IEEE Digital Privacy Podcast: Episode 12

 

Matt SilveiraJohn WunderlichA Conversation with Matt Silveira, Privacy Practice Consultant, and John Wunderlich, Chief Privacy Officer, JLINC Labs

Listen to Episode 12 (MP3, 41 MB)

 

Part of the IEEE Digital Privacy Podcast Series

 

Episode Transcript:

Brian Walker: Welcome to the IEEE Digital Privacy Podcast Series, an IEEE Digital Studio production. This podcast series features conversations with industry and academic leaders, as well as key stakeholders of digital privacy, in order to help advance solutions that support the privacy needs of individuals. In this episode, we speak with digital privacy experts Matt Silveira and John Wunderlich. The two discuss current standards and initiatives in the digital privacy space and provide their insights on the evolution of implementing real-world solutions to digital privacy. Matt and John, thank you for taking time to contribute to the IEEE Digital Privacy Podcast Series. To get started, can you share a little information on your backgrounds?

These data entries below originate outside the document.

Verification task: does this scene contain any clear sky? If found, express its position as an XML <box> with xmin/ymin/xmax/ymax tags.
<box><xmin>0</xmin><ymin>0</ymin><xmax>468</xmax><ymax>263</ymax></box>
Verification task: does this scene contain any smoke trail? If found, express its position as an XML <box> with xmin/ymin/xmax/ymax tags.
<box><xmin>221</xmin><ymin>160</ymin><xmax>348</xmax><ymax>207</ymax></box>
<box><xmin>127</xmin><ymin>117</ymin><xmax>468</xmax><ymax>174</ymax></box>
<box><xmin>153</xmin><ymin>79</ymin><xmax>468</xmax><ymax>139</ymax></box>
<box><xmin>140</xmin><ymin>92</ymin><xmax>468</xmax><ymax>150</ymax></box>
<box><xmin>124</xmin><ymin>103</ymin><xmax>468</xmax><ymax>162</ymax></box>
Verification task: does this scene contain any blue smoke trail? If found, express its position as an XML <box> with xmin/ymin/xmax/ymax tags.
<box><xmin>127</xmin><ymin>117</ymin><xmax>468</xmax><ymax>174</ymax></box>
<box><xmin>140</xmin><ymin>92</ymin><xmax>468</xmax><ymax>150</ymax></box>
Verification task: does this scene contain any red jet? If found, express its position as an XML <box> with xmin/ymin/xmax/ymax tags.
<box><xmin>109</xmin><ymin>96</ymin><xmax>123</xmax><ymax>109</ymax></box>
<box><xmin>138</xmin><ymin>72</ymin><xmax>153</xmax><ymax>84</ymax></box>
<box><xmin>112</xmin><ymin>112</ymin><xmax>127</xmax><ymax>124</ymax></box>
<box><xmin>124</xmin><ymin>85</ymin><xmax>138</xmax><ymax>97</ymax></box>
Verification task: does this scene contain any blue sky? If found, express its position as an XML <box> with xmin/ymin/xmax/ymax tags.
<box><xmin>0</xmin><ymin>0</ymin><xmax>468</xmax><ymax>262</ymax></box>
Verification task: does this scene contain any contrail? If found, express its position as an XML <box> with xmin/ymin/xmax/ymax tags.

Matt Silveira: I’m Matt Silveira. I’ve been working in the privacy space for the last 10 years, and prior to that I’ve been focused on cybersecurity. I work as an adjunct instructor for local community colleges here, such as Los Rios, and also University of California, Davis, in the past, and I was the chair of the P7002 standard that was passed a couple of years ago with IEEE, and I’m now a member of the IEEE Privacy Initiative.

Brian Walker: And John, what about yourself?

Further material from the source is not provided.